The greens have to go at the bottom of the list. The secondary jerseys have become mainly devalued over the last generation. Virenque's tactic for the polka dots have rendered mountains jerseys as a break specialist's plaything (the re-allocation of points at the Tour has salvaged it a little in terms of who wins it, with Samu and Quintana being especially notable, but also that re-allocation lends it a rather artificial feeling) while the points jerseys have been killed by two things. One, the enormous sprint-weighting of points in the Tour which narrow the field of contenders enormously (each year Sagan picks it up early in the first week and never looks like losing it), and two, the backloading and HTF/MTF frenzy especially in the Vuelta which render it little more than a consolation prize for the GC guys.
Monuments and the Worlds have to go above the GT podium for this simple reason:
Quick: who was 3rd in the 1999 Vuelta? Who won the 1999 World Championships?
Who won Liège-Bastogne-Liège in 2008? Who was 3rd in the Giro that year?
I bet you most people could name Freire and Valverde quicker than Heras and Bruseghin.
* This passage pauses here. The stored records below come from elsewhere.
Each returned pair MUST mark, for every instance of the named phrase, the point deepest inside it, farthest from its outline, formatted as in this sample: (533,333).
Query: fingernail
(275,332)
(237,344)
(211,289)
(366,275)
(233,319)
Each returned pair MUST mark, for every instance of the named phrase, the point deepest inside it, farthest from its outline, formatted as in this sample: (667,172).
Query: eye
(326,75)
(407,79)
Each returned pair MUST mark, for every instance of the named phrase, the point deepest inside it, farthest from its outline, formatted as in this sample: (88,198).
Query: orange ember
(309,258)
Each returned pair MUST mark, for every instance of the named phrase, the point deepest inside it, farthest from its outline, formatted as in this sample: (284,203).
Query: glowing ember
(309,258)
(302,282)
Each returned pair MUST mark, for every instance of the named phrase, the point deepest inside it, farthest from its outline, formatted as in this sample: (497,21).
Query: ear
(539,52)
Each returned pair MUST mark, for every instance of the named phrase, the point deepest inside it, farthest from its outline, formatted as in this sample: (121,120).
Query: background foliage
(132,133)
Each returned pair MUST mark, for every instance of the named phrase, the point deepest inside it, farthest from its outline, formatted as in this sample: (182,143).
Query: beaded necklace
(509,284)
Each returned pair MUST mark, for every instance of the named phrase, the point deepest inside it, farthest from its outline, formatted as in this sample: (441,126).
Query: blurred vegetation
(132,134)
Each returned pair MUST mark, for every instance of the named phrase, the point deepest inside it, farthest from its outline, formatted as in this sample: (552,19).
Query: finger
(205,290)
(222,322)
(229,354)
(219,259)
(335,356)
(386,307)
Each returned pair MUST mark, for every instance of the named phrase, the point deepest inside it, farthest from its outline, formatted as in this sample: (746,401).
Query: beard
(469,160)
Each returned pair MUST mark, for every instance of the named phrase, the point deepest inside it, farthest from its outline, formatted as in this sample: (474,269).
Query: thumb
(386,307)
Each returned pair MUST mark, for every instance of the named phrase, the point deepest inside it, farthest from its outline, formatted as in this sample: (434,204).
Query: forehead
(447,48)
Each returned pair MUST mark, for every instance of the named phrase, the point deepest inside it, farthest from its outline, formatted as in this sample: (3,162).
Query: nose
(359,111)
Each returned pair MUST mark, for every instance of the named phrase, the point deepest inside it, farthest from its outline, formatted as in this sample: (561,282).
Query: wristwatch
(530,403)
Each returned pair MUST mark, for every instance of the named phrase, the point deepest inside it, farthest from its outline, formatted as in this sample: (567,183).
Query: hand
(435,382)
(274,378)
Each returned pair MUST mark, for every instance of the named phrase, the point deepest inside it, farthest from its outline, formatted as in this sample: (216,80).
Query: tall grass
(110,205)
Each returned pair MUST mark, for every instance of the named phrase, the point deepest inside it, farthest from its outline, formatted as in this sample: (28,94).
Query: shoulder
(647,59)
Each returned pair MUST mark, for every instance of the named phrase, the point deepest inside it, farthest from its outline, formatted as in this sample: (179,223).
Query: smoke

12 GT stages, if they're all pan-flat sprint stages it's impressive, but sprinters get more chances than most to win, and there's usually five or six of them per GT. Winning 12 GT stages and NOT being a sprinter is another story. Gino Bartali and Mario Cipollini have the same number of Tour stage wins (12), for example. Are Cav's 43 or Petacchi's 48 GT stage wins, all sprints of some kind, varying terrain, really that more impressive than Bernard Hinault's 41 spread between sprints, breaks, punchy stages, mountain stages and time trials? Daniele Bennati and Federico Bahamontes have the same number of GT stage wins, I can't possibly imagine Bennati will still be being talked about in 50 years' time.